Não é fácil designar com um nome o que antes não conhecíamos, o que não esperávamos viver, o que não tinha nome.
E no entanto – tragédia sem nome – veio o demónio revelar-nos um inferno sem nome, paralelo ou antecedência.
O meio de Outubro: o fim-de-semana foi o inferno a arder em inúmeras direcções; chamas vorazes e fumos impossíveis tomaram conta de tudo.
Segunda-feira: a manhã acorda em cinza, no rescaldo de mais de quatro dezenas de vítimas mortais dos incêndios. cinza. cinza. cinza. Mais, depois do terror de Junho, quando pensávamos que pior seria impossível.
- queríamos não acreditar
- queríamos adormecer para não sentir
- queríamos não sentir o peso informe na consciência, que sentimos e não sabemos explicar
- queríamos apagar o luto com uma ingressão breve ao passado, mudar o que aconteceu; por umas horas ao passado, e depois ser-nos-ia devolvida a mansidão dos dias claros
- queríamos que uma chuva milagrosa, com a sua voz líquida e sonora, calasse tudo. Silêncio!
E ela veio: a chuva.
Todos os anos se põe a questão dos incêndios. É algo latente, barril de pólvora. Os mesmos problemas persistem, ano após ano, governo após governo. Ninguém teve ainda a coragem de encarar o problema de frente, de o controlar e resolver. Só que este ano foi mais mortal, muito mortal, tristemente, lamentavelmente. Este ano, condições atmosféricas adversas fizeram com que o problema ganhasse dimensões de catástrofe. Mas o cerne já estava lá “há c’anos”, sempre esteve lá, desde há muito tempo. Lembro-me de ser pequena e de os incêndios despertarem a cada dia soalheiro, a cada dia luminoso e seco. Lembro-me de as pessoas (os populares: os meus pais e os meus vizinhos) andarem em aflições a apagar incêndios a rodear casas e tudo, a rodear tudo. Isto é uma questão de fundo, não trabalhada, política, social e cultural.

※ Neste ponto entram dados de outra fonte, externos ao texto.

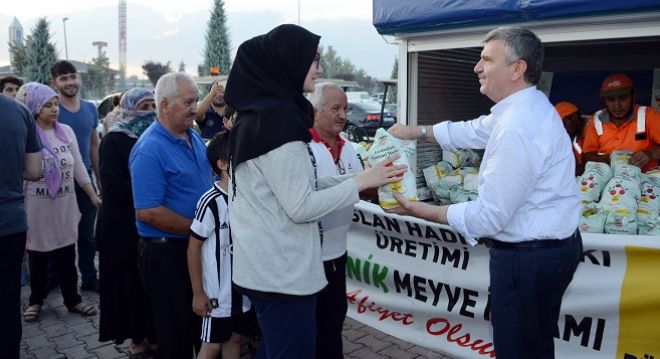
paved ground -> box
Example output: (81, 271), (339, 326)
(21, 286), (451, 359)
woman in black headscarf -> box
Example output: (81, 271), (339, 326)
(225, 25), (405, 359)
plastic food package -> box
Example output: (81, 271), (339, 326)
(422, 161), (453, 186)
(637, 175), (660, 234)
(610, 150), (634, 172)
(600, 164), (640, 234)
(442, 150), (481, 168)
(369, 128), (417, 209)
(580, 203), (605, 233)
(577, 162), (614, 202)
(351, 142), (369, 167)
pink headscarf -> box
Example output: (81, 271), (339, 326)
(25, 82), (70, 199)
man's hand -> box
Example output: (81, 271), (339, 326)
(628, 151), (651, 168)
(193, 292), (212, 317)
(387, 123), (422, 140)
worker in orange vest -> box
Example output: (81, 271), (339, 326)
(582, 73), (660, 172)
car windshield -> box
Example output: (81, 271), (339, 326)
(355, 103), (380, 112)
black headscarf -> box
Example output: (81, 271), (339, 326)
(224, 24), (321, 176)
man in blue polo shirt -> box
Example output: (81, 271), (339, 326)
(129, 73), (212, 359)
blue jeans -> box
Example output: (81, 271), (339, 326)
(250, 295), (316, 359)
(75, 180), (97, 285)
(490, 232), (582, 359)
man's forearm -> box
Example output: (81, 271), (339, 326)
(582, 152), (610, 163)
(188, 242), (204, 293)
(137, 206), (192, 236)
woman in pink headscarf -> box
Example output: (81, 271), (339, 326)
(23, 82), (101, 322)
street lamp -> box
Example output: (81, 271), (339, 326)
(62, 17), (69, 60)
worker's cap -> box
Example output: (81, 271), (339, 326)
(600, 74), (633, 97)
(555, 101), (578, 119)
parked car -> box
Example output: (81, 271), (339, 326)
(345, 102), (396, 136)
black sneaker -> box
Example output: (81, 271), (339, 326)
(80, 280), (99, 293)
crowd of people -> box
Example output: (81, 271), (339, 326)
(0, 25), (660, 359)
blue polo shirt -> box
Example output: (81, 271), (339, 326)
(129, 121), (213, 239)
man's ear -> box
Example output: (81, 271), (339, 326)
(512, 59), (527, 82)
(158, 98), (169, 114)
(216, 160), (229, 172)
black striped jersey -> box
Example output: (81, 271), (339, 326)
(190, 182), (250, 318)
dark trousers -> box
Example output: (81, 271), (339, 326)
(0, 232), (26, 359)
(250, 295), (316, 359)
(138, 239), (202, 359)
(316, 253), (348, 359)
(490, 232), (582, 359)
(75, 180), (97, 285)
(28, 244), (82, 308)
(48, 181), (97, 285)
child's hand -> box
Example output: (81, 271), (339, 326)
(193, 292), (212, 317)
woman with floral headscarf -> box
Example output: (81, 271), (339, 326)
(96, 88), (156, 358)
(225, 25), (405, 359)
(23, 82), (101, 322)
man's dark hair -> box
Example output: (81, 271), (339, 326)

Desonroso é o país que não protege os seus cidadãos. Não proteger é crime.
Eu não quero que cada dia de sol e bom tempo signifique “in-cên-di-o”, incêndio – inferno, dor, perda, morte. Isso é muito triste (para ser suave no adjectivo). Não, que sol e bom tempo pedem a alegria de viver os dias cheios de luz, a luz doirada deste Outono de 2017, que alguém, divindade ou circunstância cósmica, decidiu oferecer-nos.
Chuva, sol, vento, frio, calor… tudo é para ser vivido. Vivamos. Vivamos com o primor das horas que nos são concedidas. Vivamos cada dia, cada tempo, cada estação como nossos, com o direito fundamental à vida. Sem terrorismo.